Hasip Akgül
Hayatımızda belirleyici bir konumları var; artık sokakların kesiştiği yerlere birer AVM açılıyor. Bunda hem kara para aklamaya uygun yeni inşaat ve pazarlama süreçlerini içermeleri hem de günlük hayatı yeniden düzenleyen biçimler sunmaları etkili oluyor. O ünlü sözü artık “bütün yollar AVM’ye çıkar” şekliyle söyleyebiliyoruz.

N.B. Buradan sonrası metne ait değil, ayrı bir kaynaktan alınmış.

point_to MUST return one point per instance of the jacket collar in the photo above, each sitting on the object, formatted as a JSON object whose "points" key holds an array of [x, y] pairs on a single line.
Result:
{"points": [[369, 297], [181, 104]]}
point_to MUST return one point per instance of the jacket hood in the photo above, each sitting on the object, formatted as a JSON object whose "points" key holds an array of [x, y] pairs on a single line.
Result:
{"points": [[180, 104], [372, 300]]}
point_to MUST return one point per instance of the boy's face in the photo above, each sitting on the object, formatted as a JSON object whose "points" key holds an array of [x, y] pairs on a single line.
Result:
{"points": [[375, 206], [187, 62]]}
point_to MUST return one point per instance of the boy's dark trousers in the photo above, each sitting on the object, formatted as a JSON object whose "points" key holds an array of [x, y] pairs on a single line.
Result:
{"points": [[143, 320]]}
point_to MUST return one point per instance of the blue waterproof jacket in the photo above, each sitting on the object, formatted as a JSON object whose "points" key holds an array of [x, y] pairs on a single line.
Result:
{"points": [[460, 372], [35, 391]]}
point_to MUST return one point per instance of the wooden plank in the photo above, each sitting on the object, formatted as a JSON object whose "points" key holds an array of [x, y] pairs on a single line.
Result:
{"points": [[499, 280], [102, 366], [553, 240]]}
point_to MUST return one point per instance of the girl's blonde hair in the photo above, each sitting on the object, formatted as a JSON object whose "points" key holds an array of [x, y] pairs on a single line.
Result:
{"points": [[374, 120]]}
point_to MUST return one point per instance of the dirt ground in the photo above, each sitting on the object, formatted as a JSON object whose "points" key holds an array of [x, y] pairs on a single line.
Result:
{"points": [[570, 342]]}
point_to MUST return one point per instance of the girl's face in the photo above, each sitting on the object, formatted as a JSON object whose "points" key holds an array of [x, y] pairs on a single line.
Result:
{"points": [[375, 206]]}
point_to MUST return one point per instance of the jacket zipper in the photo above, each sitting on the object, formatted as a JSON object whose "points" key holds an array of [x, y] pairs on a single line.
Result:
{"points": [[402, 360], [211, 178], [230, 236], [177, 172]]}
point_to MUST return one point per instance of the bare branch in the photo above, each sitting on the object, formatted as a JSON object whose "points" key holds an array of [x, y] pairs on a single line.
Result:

Reklamları aylardır Bursa’nın dev billboard ve pankartlarında dolaşıyor. Görüyoruz. Sevdiğimiz tiyatro yıldızlarının yüzleri ve DasDas’la tanıtılan bir AVM. Tiyatro izlemeye gidiyoruz. Bu kompleks yapılarla kompleks ilişkiler bir Tiyatro-AVM beraberliğine taşınmış durumda. Bu konuda çok bilgi sahibi değilim. Konu üzerine düşünmek ve önemli bir soru sormak istiyorum sadece. Oyunun ismi de “Titus Kompleks”. Olaya bak! Çok ilginç… çok heyecanlıyız.

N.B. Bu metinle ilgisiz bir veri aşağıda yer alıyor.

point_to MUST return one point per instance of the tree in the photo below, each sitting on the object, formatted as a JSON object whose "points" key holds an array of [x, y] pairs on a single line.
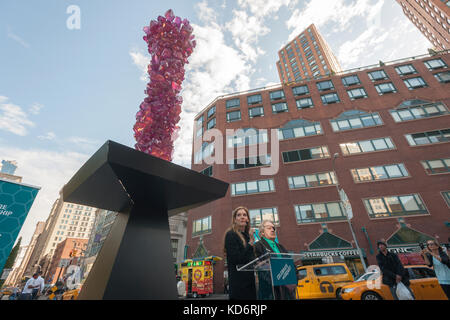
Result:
{"points": [[12, 258]]}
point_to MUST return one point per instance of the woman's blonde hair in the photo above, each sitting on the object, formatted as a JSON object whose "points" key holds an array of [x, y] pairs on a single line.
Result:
{"points": [[234, 227]]}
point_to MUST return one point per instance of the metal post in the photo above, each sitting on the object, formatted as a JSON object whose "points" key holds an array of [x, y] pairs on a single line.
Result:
{"points": [[361, 256]]}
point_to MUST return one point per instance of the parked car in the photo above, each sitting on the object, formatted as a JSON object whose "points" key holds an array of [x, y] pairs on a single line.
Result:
{"points": [[322, 281], [423, 283]]}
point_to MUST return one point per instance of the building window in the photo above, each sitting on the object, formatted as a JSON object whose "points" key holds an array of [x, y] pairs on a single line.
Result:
{"points": [[211, 123], [201, 226], [246, 137], [357, 147], [207, 171], [300, 90], [206, 151], [435, 64], [211, 111], [355, 119], [250, 162], [305, 154], [384, 88], [330, 98], [277, 95], [405, 70], [419, 112], [392, 206], [357, 93], [304, 103], [428, 137], [325, 85], [376, 173], [443, 77], [436, 166], [256, 112], [233, 103], [279, 107], [312, 180], [254, 99], [299, 128], [258, 215], [251, 187], [233, 116], [351, 80], [414, 83], [319, 212], [377, 75]]}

İlk anda insanda kaybolma endişesi yaratan AVM’nin -1 garajından çıkmayı başarıyoruz. Burada, sağlı sollu marka mağazaların ışıltılı vitrinleri önünde yürüyoruz. AVM’de yürümenin, gençlerin sevdiği bir ismi de var: “piyasaya çıkmak”. Bu fetişli mal pazarında, bağımlılık yaratacak kadar büyüyü, parlak ışığı, eğlenceyi, dalga geçmeyi, özenmeyi, görünmeyi ve tabii ki alışveriş yapmayı buluyoruz. Satın alma ile birçok açık kapanıyormuş gibi oluyor. Eksik yaşamlar, doymamış cinsellik, mutsuzluk, kişiliğin gerçekleşmeyen yanları, yaşamda karşılaşılan adaletsizlikler bir anlığına satın alınan bir ürünle kapanır gibi oluyor; vitrinler ve ışıklar, bakanları “-mış gibi”yle gerçek arasında götürüp getiriyor. Çünkü Marx’ın dâhice saptamasıyla, vitrinde, pazarlanan ürünler, varlık koşulunu pazarda dolaşmakta bulmuş meta, üreticisinin bilinç ve iradesinden bağımsızlaşıp ona hükmeder bir nitelik kazanmıştır.

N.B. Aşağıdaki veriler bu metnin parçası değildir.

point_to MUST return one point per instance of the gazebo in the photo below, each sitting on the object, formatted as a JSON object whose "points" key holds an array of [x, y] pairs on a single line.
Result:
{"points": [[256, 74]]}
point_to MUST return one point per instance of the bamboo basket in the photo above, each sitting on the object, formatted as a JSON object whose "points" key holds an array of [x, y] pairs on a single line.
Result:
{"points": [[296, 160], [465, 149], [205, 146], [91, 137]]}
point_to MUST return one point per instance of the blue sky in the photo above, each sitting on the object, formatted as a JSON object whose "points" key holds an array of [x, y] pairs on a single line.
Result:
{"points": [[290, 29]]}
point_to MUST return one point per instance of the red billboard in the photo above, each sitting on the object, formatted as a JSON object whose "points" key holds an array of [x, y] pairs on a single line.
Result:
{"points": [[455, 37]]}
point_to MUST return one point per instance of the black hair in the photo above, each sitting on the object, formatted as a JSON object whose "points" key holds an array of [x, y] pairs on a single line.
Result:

“Mağaza” ve magazin sözcükleri aynı kökten geliyor. “Magazi”, Antik Yunan’da gemilerin depo gözlerinde malların istiflenmesini anlatıyor. “Magazinleştirme” ise karın doyurma, politika, sağlık, sosyal güvenlik gibi toplumsal sorunların -kolay anlaşılma adı altında- indirgenmesi, duygusal unsurlarla yüzeyselleştirilerek kişiselleştirilmesidir; yani arzu duyulan ikonlarla, suni kurtuluş yolları ve dedikodularla, bilincin yerine köreltici hasetlikler sokma işidir. Günümüzde magazinin, daha çok ünlülerin yaşamı ve bunların ikonlaştırılmasına hizmet ettiğini söyleyebiliriz. Arapçaya “magazi” “mahzen” olarak geçiyor. Yine “mal istifi ve teşhir” ile ilgili. Mağaza, kapitalizmin gelişme evrelerinde piyasa, pazar, bedesten anlamlarını da içeriyor. Ama artık burada “fetiş değeri kazanmış mal” satışı söz konusudur. “Fetiş”, bilindiği gibi “tapınılacak nesne” anlamına gelmektedir. İnsanın gücü ve olanaklarını aşan eylemleri yerine getirme işlevini yüklenmesi “fetiş”in temel özelliği oluyor. Mal artık bir ihtiyaç nesnesi olmaktan çıkmış Süpermen yakıtı olmuştur.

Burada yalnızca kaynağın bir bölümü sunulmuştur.